Highlights from the ratings report include:
  • Regardless of the drop in revenue, the company managed to outperform against the industry average of 5.0%. Since the same quarter one year prior, revenues slightly dropped by 4.4%. Weakness in the company's revenue seems to have hurt the bottom line, decreasing earnings per share.
  • DONNELLEY (R R) & SONS CO has experienced a steep decline in earnings per share in the most recent quarter in comparison to its performance from the same quarter a year ago. The company has reported a trend of declining earnings per share over the past year. However, the consensus estimate suggests that this trend should reverse in the coming year. During the past fiscal year, DONNELLEY (R R) & SONS CO reported lower earnings of $0.58 versus $1.15 in the prior year. This year, the market expects an improvement in earnings ($1.49 versus $0.58).

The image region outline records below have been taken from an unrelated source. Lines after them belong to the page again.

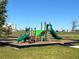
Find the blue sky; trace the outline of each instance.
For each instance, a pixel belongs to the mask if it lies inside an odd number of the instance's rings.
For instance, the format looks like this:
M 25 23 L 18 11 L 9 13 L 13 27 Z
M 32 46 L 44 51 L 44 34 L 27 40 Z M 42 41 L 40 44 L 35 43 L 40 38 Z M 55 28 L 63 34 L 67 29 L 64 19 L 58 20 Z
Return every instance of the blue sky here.
M 7 22 L 18 28 L 37 27 L 51 22 L 54 29 L 71 29 L 72 20 L 79 20 L 79 0 L 9 0 Z

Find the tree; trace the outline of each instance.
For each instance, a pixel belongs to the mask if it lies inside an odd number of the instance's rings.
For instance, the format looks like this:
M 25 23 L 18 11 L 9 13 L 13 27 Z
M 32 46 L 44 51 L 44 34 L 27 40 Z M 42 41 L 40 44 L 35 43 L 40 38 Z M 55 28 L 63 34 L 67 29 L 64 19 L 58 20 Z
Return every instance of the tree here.
M 0 27 L 2 27 L 5 22 L 6 22 L 6 17 L 7 17 L 7 10 L 6 10 L 6 6 L 7 6 L 7 0 L 2 0 L 0 2 Z

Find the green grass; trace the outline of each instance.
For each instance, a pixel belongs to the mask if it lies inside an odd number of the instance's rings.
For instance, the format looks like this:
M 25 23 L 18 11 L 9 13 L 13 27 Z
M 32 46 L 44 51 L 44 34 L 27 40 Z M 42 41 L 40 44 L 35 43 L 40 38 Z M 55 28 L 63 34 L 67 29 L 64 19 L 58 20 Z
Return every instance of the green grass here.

  • The company, on the basis of change in net income from the same quarter one year ago, has significantly underperformed when compared to that of the S&P 500 and the Commercial Services & Supplies industry. The net income has significantly decreased by 77.0% when compared to the same quarter one year ago, falling from $62.20 million to $14.30 million.
  • The debt-to-equity ratio is very high at 5.67 and currently higher than the industry average, implying increased risk associated with the management of debt levels within the company. Along with the unfavorable debt-to-equity ratio, RRD maintains a poor quick ratio of 0.95, which illustrates the inability to avoid short-term cash problems.